The many facets of immigration

 

Panelists (l-r) Lorena Ferreira, Anallely, Inge Koele, Leonard Birdsong.

The Holocaust Center hosted a forum in response to current events related to immigration on Tuesday evening, July 10. The panel discussion was designed to give insight into the immigrant experience. The evening was heartfelt and honest.

The discussion was led by Professor Leonard Birdsong, a retired immigration attorney. He explained immigration laws and stated that there are currently only 334 immigration judges appointed by the Attorney General and there needs to be at least 2 to 3 times more judges appointed because of the number of immigrants wanting to legally enter the country.
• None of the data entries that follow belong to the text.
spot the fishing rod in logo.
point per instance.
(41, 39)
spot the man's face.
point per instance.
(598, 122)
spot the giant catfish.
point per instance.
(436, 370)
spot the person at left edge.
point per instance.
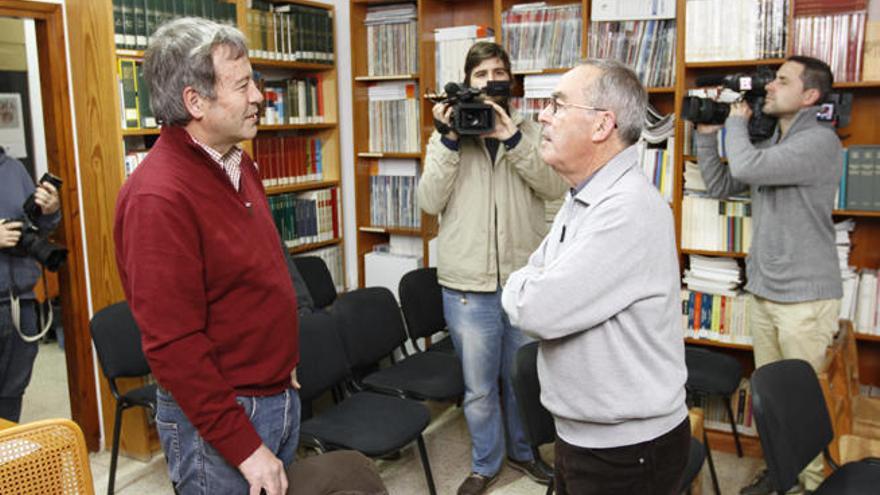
(18, 276)
(197, 252)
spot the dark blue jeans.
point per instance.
(16, 358)
(193, 464)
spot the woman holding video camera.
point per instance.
(489, 190)
(18, 276)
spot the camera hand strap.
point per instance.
(15, 308)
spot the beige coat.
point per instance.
(491, 217)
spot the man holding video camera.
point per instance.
(792, 269)
(489, 190)
(18, 276)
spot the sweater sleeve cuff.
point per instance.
(512, 141)
(450, 144)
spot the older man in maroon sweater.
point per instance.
(198, 255)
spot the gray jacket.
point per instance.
(793, 257)
(602, 293)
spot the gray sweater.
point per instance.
(793, 257)
(603, 298)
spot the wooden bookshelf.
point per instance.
(139, 439)
(864, 129)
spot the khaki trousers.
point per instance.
(794, 331)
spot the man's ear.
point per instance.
(810, 97)
(194, 102)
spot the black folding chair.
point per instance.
(118, 344)
(371, 423)
(536, 419)
(794, 427)
(318, 279)
(421, 300)
(371, 328)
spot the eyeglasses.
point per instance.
(555, 105)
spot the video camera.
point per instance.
(470, 116)
(33, 242)
(751, 90)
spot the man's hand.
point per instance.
(47, 197)
(443, 113)
(10, 233)
(264, 471)
(293, 381)
(504, 126)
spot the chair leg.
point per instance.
(733, 427)
(114, 454)
(423, 453)
(711, 464)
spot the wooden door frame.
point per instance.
(50, 32)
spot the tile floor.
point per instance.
(447, 440)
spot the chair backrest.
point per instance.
(47, 456)
(711, 372)
(322, 362)
(117, 341)
(537, 420)
(318, 279)
(791, 417)
(370, 325)
(421, 300)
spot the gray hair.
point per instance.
(181, 54)
(619, 90)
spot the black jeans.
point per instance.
(652, 467)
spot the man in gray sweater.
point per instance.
(601, 293)
(792, 268)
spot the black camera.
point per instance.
(470, 116)
(33, 242)
(751, 89)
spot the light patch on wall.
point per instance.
(12, 52)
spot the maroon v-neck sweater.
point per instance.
(204, 274)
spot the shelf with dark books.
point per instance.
(734, 63)
(301, 186)
(390, 77)
(258, 62)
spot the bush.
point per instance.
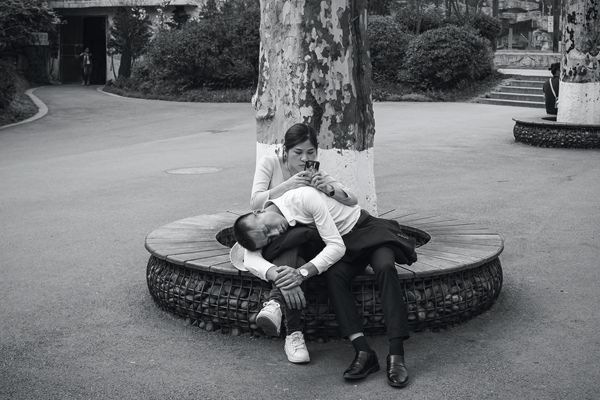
(388, 45)
(8, 88)
(414, 21)
(486, 26)
(219, 50)
(443, 58)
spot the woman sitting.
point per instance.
(274, 176)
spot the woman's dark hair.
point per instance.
(299, 133)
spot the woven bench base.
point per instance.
(230, 303)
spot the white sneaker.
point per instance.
(295, 348)
(269, 318)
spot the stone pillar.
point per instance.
(579, 91)
(315, 68)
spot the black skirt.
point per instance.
(370, 233)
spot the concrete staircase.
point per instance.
(517, 90)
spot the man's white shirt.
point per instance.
(309, 206)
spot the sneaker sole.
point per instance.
(267, 326)
(299, 361)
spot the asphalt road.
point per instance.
(81, 187)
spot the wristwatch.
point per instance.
(332, 192)
(303, 273)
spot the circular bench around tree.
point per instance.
(457, 275)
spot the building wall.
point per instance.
(107, 8)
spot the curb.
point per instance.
(42, 109)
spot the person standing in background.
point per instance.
(551, 89)
(86, 66)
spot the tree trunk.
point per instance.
(315, 68)
(579, 91)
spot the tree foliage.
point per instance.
(218, 50)
(387, 45)
(19, 19)
(445, 57)
(130, 34)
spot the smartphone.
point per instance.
(312, 166)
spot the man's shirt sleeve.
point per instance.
(334, 250)
(256, 264)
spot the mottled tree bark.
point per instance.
(580, 76)
(315, 68)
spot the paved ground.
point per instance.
(81, 187)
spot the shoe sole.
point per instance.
(398, 385)
(374, 368)
(299, 361)
(267, 326)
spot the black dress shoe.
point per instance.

Discussion centered around what compelled Holocaust survivors and others to immigrate to America. Inge Koele, a Holocaust survivor who came to the United States by way of Columbia, was also on the panel and shared her experiences.

What is the American dream? There was discussion about the Deferred Action for Childhood Arrivals program, know as DACA. Two of the women on the panel, Lorena Ferreira and Anallely (who did not want her last name used) are in the DACA program. They candidly spoke about the situation they are now facing. The program is a American Immigration policy launched in 2012 by the Obama administration calling for deferred action for certain undocumented young people who came to the U.S. as children. DACA allows young people who were brought illegally to the United States as children, and who meet several key criteria to be considered for temporary relief from deportation or from being placed in removal proceedings. However, DACA does not provide lawful status. Once granted, DACA is valid for two years and may be renewed. Individuals granted deferred action will also be eligible to request employment authorization. DACA applicants go through extensive background checks, and it is granted on a case-by-case basis. USCIS began accepting applications for the program on Aug. 15, 2012 (www.usimmigration.org)


Other topics discussed included: How would these families and individuals have been impacted if they had not built a new life in America? What would America look like without them? "We are all immigrants, and it is our duty to love one another and protect one another," stated Anallely.